The fiber company was slow to respond initially, and so I booked a flight to their plant in Massachusetts to explain how important their little units were to our project. As soon as I sat down in the plane, I knew something was wrong—the crew was taking its time even though the departure was imminent. Eventually a flight attendant came on the PA system and announced a mechanical problem. Two and a half hours later we left. By the time I got to Minneapolis, my connecting flight had already departed. Trying to squeeze the trip into as little time as possible, I had planned to catch a flight back just after my morning meeting the next day. But there were no more flights east, so now everything was messed up.
The airline wanted to book me on a flight that would arrive in Massachusetts after my return flight had already taken off to go back. I explained my predicament, and the airline found a way to get
me to my meeting sooner, but it would require an extra stop in Chicago. It was the middle of February and the coldest night of the year in the windy city. I arrived very late and had to walk a quarter mile to my assigned hotel, where I would get a few hours of sleep before catching a 6 A.M. flight.
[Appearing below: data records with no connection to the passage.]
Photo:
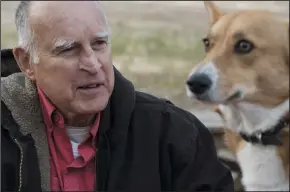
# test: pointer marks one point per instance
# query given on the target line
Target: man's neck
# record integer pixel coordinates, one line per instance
(79, 120)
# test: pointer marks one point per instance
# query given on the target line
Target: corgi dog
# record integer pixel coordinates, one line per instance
(245, 74)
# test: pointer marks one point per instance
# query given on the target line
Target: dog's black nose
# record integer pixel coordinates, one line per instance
(199, 83)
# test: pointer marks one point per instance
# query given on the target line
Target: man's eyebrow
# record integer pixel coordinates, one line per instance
(102, 34)
(63, 44)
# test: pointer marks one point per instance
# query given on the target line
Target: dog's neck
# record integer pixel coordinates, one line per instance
(251, 118)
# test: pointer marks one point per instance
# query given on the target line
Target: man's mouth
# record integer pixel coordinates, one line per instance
(91, 86)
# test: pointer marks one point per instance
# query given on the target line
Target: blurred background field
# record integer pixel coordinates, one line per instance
(156, 43)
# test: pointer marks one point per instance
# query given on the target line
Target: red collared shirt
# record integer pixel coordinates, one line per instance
(67, 173)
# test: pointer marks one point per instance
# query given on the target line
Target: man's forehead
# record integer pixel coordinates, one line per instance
(45, 11)
(63, 42)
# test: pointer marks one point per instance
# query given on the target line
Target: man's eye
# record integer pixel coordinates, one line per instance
(67, 49)
(99, 44)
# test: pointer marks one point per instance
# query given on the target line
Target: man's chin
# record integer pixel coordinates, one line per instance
(92, 106)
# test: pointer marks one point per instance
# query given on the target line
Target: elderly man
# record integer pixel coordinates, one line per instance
(72, 122)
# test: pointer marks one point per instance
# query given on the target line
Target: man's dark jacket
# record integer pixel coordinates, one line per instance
(144, 143)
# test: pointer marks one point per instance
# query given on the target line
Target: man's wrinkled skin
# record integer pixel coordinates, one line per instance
(79, 55)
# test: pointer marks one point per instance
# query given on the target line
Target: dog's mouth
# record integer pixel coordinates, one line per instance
(234, 97)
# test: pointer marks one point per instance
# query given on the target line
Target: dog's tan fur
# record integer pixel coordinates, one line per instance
(264, 74)
(265, 69)
(235, 143)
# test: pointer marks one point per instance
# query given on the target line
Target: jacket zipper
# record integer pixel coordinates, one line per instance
(20, 165)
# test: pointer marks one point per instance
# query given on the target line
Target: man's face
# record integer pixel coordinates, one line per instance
(75, 68)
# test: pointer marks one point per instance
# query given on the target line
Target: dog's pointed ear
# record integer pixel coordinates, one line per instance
(213, 11)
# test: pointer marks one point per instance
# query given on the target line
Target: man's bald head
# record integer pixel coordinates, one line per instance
(41, 13)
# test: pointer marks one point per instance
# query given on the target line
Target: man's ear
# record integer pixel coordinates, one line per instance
(213, 11)
(23, 60)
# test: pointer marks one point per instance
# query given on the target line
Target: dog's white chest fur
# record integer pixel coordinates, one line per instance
(262, 168)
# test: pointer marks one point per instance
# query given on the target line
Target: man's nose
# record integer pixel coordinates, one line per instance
(199, 83)
(91, 64)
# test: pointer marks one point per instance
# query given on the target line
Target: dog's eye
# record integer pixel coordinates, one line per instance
(243, 47)
(206, 43)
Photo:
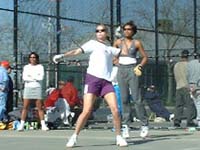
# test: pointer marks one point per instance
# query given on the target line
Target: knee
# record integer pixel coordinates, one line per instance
(115, 111)
(86, 113)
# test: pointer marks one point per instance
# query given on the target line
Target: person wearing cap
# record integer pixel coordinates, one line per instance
(193, 70)
(183, 98)
(3, 88)
(9, 103)
(33, 76)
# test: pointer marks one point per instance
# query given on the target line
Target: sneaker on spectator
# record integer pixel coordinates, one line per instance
(125, 131)
(45, 128)
(121, 141)
(144, 131)
(20, 128)
(72, 141)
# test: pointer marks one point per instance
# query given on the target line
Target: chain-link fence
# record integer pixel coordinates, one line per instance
(165, 27)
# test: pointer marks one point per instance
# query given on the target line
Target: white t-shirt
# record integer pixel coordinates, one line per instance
(33, 75)
(100, 61)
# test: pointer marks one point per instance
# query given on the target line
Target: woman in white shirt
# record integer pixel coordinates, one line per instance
(33, 75)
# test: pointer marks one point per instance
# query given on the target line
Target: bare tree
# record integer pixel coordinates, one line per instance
(175, 19)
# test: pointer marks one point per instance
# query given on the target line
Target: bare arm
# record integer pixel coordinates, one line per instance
(140, 48)
(73, 52)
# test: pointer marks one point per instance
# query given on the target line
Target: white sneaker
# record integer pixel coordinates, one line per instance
(144, 131)
(121, 141)
(72, 141)
(45, 128)
(125, 131)
(20, 128)
(171, 117)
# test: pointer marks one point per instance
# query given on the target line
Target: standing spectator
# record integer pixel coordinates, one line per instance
(128, 75)
(97, 81)
(33, 75)
(183, 98)
(3, 88)
(194, 82)
(9, 103)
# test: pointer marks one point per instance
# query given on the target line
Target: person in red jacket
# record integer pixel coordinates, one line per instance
(70, 93)
(54, 94)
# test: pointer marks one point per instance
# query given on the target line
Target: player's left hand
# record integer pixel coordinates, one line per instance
(138, 70)
(57, 58)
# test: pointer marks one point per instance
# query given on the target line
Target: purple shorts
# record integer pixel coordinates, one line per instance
(97, 86)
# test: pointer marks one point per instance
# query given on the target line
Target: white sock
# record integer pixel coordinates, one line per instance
(43, 123)
(74, 135)
(22, 122)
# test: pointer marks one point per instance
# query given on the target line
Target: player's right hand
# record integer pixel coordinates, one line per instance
(57, 58)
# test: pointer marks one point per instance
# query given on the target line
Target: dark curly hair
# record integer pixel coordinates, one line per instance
(36, 57)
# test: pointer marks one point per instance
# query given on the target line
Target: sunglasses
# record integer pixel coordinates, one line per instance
(102, 30)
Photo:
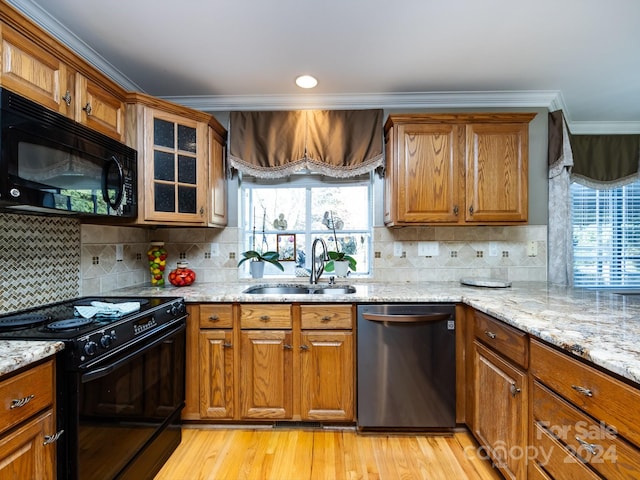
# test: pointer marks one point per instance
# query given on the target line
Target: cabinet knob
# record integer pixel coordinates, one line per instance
(514, 390)
(21, 402)
(52, 438)
(584, 391)
(592, 448)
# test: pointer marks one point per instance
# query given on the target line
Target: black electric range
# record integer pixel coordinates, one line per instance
(119, 381)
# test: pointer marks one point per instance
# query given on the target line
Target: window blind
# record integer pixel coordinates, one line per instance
(606, 236)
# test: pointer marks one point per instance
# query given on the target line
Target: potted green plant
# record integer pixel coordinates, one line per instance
(258, 260)
(256, 267)
(340, 262)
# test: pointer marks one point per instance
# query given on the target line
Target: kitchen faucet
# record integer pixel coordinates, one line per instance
(315, 264)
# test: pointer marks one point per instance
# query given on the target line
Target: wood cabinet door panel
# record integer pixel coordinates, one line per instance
(266, 389)
(500, 410)
(496, 166)
(327, 380)
(216, 381)
(25, 394)
(29, 70)
(428, 173)
(23, 454)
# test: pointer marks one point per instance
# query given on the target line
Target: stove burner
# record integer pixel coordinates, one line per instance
(69, 323)
(22, 321)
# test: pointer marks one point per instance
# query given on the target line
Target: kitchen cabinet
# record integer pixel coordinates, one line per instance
(36, 73)
(39, 68)
(266, 365)
(174, 146)
(456, 169)
(500, 393)
(27, 423)
(327, 363)
(588, 416)
(99, 109)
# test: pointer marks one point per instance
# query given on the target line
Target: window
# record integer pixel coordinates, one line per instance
(297, 210)
(606, 236)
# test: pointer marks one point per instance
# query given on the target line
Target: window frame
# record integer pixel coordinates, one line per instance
(308, 181)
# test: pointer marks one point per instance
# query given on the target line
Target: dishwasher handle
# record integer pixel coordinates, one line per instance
(406, 317)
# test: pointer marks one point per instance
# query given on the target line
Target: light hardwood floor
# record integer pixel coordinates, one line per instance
(295, 454)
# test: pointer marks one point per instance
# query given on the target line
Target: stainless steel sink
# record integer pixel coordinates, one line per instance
(321, 289)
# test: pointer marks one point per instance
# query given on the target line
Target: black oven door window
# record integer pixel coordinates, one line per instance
(121, 411)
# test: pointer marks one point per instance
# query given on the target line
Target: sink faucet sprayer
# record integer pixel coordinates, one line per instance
(317, 267)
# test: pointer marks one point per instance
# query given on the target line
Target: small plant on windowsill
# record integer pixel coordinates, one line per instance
(257, 258)
(338, 258)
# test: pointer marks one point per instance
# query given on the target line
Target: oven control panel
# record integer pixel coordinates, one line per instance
(128, 330)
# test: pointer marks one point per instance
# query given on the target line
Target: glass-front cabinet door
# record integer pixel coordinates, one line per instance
(175, 168)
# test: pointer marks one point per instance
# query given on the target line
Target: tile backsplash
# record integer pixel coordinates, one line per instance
(46, 259)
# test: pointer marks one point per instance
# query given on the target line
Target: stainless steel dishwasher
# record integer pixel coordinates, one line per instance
(406, 366)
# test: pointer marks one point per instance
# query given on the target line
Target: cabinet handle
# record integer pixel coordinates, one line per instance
(52, 438)
(592, 448)
(584, 391)
(514, 390)
(20, 402)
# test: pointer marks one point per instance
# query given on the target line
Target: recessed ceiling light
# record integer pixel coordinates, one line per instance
(306, 81)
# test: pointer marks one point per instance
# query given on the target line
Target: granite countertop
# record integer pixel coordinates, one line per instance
(15, 354)
(598, 326)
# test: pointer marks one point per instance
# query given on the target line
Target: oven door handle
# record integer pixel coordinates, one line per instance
(107, 369)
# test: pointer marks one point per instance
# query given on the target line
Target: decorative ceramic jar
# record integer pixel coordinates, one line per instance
(157, 256)
(182, 276)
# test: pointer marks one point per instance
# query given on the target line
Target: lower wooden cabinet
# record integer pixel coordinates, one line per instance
(270, 362)
(27, 424)
(500, 410)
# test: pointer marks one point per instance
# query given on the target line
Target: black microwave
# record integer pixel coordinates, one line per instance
(51, 164)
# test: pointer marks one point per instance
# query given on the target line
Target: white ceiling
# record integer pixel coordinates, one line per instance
(215, 55)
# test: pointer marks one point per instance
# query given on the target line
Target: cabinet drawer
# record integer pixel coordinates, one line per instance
(509, 341)
(592, 391)
(601, 448)
(326, 317)
(557, 461)
(267, 315)
(216, 316)
(25, 394)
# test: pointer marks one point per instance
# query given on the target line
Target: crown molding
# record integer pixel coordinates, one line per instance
(550, 99)
(491, 99)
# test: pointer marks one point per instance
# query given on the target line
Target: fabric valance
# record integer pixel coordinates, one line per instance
(336, 143)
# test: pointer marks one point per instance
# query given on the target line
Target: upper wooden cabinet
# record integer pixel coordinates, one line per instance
(176, 146)
(41, 69)
(456, 169)
(35, 73)
(99, 109)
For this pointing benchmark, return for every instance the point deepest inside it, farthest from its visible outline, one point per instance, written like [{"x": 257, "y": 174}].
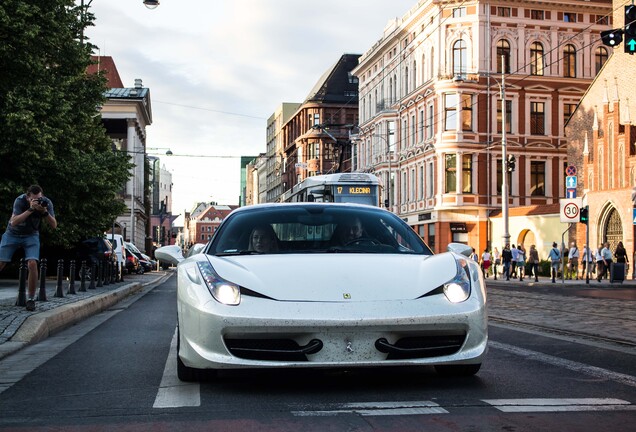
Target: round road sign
[{"x": 571, "y": 211}]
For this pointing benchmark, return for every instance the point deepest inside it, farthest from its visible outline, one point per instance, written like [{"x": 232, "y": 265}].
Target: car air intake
[
  {"x": 272, "y": 349},
  {"x": 421, "y": 346}
]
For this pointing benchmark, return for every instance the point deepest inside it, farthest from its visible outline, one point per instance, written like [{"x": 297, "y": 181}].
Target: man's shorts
[{"x": 12, "y": 242}]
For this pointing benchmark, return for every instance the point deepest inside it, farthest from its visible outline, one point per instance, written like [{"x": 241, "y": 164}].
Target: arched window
[
  {"x": 406, "y": 81},
  {"x": 600, "y": 56},
  {"x": 424, "y": 77},
  {"x": 536, "y": 59},
  {"x": 459, "y": 57},
  {"x": 414, "y": 74},
  {"x": 503, "y": 50},
  {"x": 569, "y": 61}
]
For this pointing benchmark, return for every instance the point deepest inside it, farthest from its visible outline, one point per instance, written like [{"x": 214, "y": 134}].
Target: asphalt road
[{"x": 115, "y": 371}]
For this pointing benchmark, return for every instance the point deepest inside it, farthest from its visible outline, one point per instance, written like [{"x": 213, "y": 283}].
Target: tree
[{"x": 50, "y": 129}]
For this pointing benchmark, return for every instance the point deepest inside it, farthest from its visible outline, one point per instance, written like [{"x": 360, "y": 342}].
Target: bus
[{"x": 361, "y": 188}]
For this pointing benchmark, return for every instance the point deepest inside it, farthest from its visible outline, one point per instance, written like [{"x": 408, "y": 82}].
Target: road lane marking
[
  {"x": 559, "y": 405},
  {"x": 174, "y": 393},
  {"x": 377, "y": 409},
  {"x": 567, "y": 364}
]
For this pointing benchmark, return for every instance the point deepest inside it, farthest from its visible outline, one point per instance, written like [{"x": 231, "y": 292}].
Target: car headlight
[
  {"x": 457, "y": 290},
  {"x": 223, "y": 291}
]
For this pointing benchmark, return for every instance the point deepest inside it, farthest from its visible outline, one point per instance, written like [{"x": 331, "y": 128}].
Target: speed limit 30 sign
[{"x": 570, "y": 209}]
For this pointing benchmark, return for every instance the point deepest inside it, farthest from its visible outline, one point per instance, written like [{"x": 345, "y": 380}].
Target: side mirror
[
  {"x": 171, "y": 254},
  {"x": 460, "y": 248}
]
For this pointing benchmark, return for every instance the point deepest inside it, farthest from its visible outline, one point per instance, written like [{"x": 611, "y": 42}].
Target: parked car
[
  {"x": 93, "y": 250},
  {"x": 132, "y": 263},
  {"x": 144, "y": 260},
  {"x": 323, "y": 285},
  {"x": 118, "y": 245}
]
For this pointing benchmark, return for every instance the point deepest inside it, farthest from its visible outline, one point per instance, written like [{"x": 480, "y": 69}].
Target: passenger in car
[
  {"x": 350, "y": 231},
  {"x": 263, "y": 239}
]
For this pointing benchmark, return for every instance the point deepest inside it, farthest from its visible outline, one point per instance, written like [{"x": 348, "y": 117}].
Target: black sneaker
[{"x": 31, "y": 304}]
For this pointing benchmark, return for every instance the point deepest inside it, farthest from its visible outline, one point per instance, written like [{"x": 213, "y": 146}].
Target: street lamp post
[{"x": 504, "y": 157}]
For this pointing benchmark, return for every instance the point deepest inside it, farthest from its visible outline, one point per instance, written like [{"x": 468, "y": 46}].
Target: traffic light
[
  {"x": 584, "y": 215},
  {"x": 612, "y": 37},
  {"x": 630, "y": 29},
  {"x": 511, "y": 163}
]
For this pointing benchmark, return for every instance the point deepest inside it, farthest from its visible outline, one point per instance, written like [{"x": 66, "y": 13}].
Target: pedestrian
[
  {"x": 533, "y": 259},
  {"x": 23, "y": 231},
  {"x": 485, "y": 262},
  {"x": 587, "y": 262},
  {"x": 496, "y": 256},
  {"x": 599, "y": 262},
  {"x": 555, "y": 259},
  {"x": 506, "y": 258},
  {"x": 521, "y": 261},
  {"x": 513, "y": 264},
  {"x": 573, "y": 261},
  {"x": 606, "y": 255}
]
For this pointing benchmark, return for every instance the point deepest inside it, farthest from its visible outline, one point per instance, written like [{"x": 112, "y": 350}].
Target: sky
[{"x": 218, "y": 69}]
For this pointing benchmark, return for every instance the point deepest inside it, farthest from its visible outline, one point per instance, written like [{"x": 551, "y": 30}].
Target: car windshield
[{"x": 314, "y": 228}]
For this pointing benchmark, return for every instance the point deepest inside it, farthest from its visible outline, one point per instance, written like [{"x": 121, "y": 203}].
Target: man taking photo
[{"x": 23, "y": 231}]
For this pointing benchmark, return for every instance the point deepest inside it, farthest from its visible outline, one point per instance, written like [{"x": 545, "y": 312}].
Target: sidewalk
[{"x": 19, "y": 327}]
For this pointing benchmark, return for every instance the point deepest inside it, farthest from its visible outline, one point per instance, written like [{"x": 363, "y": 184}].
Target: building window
[
  {"x": 430, "y": 180},
  {"x": 537, "y": 178},
  {"x": 508, "y": 116},
  {"x": 503, "y": 50},
  {"x": 459, "y": 57},
  {"x": 467, "y": 173},
  {"x": 451, "y": 173},
  {"x": 459, "y": 12},
  {"x": 536, "y": 14},
  {"x": 420, "y": 184},
  {"x": 536, "y": 59},
  {"x": 569, "y": 61},
  {"x": 500, "y": 178},
  {"x": 431, "y": 236},
  {"x": 600, "y": 56},
  {"x": 568, "y": 110},
  {"x": 503, "y": 11},
  {"x": 430, "y": 122},
  {"x": 450, "y": 111},
  {"x": 537, "y": 118},
  {"x": 467, "y": 112}
]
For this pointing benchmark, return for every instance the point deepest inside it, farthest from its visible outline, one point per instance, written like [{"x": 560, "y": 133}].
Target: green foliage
[{"x": 49, "y": 132}]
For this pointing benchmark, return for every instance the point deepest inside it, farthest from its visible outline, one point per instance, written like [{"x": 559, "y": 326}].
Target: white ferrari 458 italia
[{"x": 314, "y": 285}]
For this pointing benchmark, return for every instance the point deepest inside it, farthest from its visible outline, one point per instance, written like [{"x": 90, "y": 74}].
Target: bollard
[
  {"x": 42, "y": 292},
  {"x": 91, "y": 285},
  {"x": 83, "y": 277},
  {"x": 71, "y": 278},
  {"x": 59, "y": 291},
  {"x": 21, "y": 301},
  {"x": 103, "y": 269}
]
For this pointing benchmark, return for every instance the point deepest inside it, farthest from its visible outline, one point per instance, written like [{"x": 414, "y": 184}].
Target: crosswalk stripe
[
  {"x": 559, "y": 405},
  {"x": 174, "y": 393},
  {"x": 378, "y": 409}
]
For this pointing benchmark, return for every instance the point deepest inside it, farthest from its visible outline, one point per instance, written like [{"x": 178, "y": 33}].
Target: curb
[{"x": 42, "y": 325}]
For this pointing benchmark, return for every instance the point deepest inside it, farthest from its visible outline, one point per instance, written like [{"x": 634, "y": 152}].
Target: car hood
[{"x": 338, "y": 277}]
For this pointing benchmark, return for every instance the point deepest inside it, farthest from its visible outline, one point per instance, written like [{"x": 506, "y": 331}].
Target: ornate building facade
[{"x": 432, "y": 120}]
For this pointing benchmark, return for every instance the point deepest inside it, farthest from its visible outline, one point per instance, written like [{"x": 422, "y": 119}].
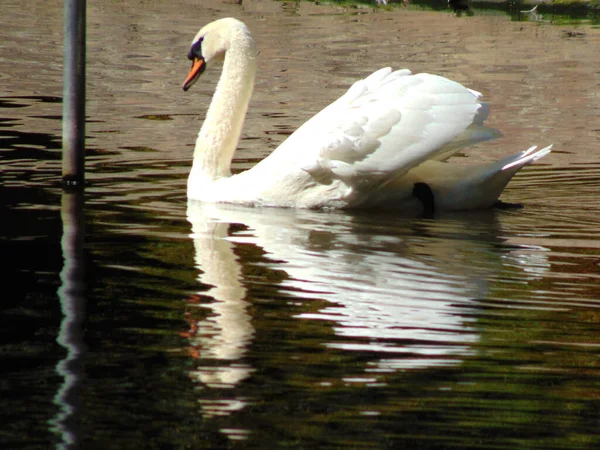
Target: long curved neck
[{"x": 220, "y": 133}]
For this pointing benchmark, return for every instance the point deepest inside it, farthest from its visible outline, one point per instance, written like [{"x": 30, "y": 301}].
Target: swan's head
[{"x": 213, "y": 41}]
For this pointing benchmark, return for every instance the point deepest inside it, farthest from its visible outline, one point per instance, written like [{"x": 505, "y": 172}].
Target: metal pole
[{"x": 73, "y": 167}]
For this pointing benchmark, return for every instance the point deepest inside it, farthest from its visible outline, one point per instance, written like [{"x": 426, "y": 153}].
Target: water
[{"x": 219, "y": 327}]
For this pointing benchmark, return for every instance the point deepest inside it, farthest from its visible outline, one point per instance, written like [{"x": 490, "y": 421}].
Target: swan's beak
[{"x": 198, "y": 66}]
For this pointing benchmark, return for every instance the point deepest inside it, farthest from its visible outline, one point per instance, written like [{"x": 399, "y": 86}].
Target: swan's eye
[{"x": 196, "y": 50}]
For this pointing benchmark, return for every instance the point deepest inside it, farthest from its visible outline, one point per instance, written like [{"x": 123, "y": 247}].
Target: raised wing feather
[{"x": 384, "y": 125}]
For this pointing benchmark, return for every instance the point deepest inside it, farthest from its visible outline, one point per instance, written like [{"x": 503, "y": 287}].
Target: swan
[{"x": 384, "y": 143}]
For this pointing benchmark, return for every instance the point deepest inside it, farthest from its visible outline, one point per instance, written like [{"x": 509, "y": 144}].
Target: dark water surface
[{"x": 151, "y": 324}]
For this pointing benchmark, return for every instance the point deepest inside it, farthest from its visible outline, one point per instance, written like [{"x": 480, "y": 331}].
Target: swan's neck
[{"x": 220, "y": 133}]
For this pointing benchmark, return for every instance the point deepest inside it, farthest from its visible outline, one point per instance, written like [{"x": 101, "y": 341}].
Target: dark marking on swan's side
[
  {"x": 424, "y": 194},
  {"x": 505, "y": 205}
]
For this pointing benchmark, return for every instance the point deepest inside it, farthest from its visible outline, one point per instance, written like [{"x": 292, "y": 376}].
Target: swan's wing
[{"x": 384, "y": 125}]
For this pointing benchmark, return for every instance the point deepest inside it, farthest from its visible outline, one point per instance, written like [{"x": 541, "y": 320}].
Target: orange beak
[{"x": 198, "y": 66}]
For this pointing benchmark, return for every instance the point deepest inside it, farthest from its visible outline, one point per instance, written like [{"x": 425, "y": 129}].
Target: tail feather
[{"x": 527, "y": 157}]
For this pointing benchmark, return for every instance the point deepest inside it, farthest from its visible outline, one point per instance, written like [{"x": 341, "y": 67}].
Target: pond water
[{"x": 151, "y": 324}]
Ferocious gusts of below-zero wind whipped at me and blew dirty snow in my face as I trudged to the deserted hotel lobby.
Fortunately, the morning flight went well. The company officials gave me a warm welcome, and we were able to talk through the contract. They shortened the delivery time to about twelve weeks, which seemed tolerable. These fibers, being so tiny, were incredibly difficult to work with, requiring gluing and polishing under a microscope. We were definitely pushing the capabilities. As they explained their processes I became much more sympathetic about the time they said it would take to make the units. I decided we could handle the delay.
Unfortunately, when we received the fibers, they only partially worked. Some light came through them, so it looked like they were working, but measurements with a photon meter showed that much of the light was being lost somewhere inside the fibers. It was going to take at least another round to get it right.